The timeline chart shows a heatmap tracking every consignment of spinach, with stronger cell hues representing busier time periods – a useful way to track bottlenecks.
Straight away we notice the red alert on both the chart and the timeline. It highlights the contaminated consignment of spinach discovered at Aroma Foods.
We’ll use KronoGraph’s powerful analytical capabilities to trace this consignment back through its entire journey, to identify the source of the contamination, see if other retailers are at risk and try to discover what went wrong.
Powerful traceability: finding issues, fast
We know where our contaminated spinach ended up, but we don’t know how it got there from the farm. KronoGraph’s ‘reveal’ feature brings the entire journey into focus.
Notice that another retailer, Gardenia Grocery, received spinach from the same contaminated batch, but the other retailers were unaffected. Our product recall strategy will only impact two businesses, so disruption to the network is kept to a minimum.
Finding the root cause of supply chain issues
How did the product become contaminated? For this we need to take a closer look at the consignment’s journey. Once we zoom in, the heatmap changes to a timeline of events to give us a more detailed picture.
Now we can see how long each consignment spent at each stage of the supply chain. It’s a good way to analyze efficiencies and identify areas for improvement – why does a product spend so long at a particular distribution point? Is there a bottleneck that needs investigating further?
Tooltips at each stage of the journey help us dig deeper still.
Notice the mean temperature (°F). Food products like spinach must be kept within a controlled range to comply with safety standards. At this stage of the chain, Arid Logistic provided the correct environmental temperature. But if the mean temperature rose above the safety threshold, there would have been an alert raised. We can visualize where these alerts occurred in the network by checking the information glyphs on events.
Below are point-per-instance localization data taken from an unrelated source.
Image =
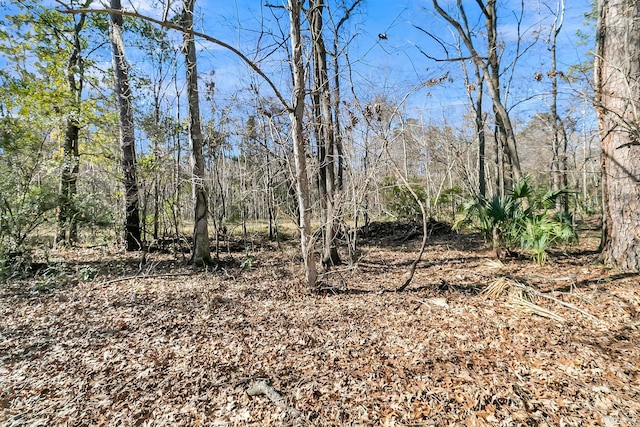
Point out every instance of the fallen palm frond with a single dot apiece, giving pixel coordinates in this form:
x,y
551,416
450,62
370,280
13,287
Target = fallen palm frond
x,y
494,264
497,288
529,307
522,295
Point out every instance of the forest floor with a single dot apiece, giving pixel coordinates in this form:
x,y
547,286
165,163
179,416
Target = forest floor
x,y
91,339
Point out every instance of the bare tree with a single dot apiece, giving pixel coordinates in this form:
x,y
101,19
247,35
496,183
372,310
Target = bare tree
x,y
325,134
67,215
201,251
127,137
296,114
559,162
617,84
490,67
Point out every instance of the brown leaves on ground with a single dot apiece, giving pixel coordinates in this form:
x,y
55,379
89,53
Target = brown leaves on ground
x,y
184,350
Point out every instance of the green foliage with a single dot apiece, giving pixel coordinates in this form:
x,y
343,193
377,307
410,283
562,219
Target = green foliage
x,y
400,202
522,219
The amber alerts haven’t caused contamination, but frequent problems between these stages of the supply chain are worth investigating further. The red alert tells us that our spinach reached 53°F during the 4 hours it was in transit between Arches Logistics and Cropwise Inc.
We’ve found the most likely source of contamination already without the need to recall every consignment, keeping the rest of the supply chain working and customers safe.
Start visualizing your supply chain
Like any busy network, if you can map every item together with a web of links between them, you’ll find it easier to understand and manage a smooth-running supply chain. Clever styling, detailed analysis that ‘reveals’ items and useful features like tooltips makes KronoGraph an essential part of your supply chain management strategy.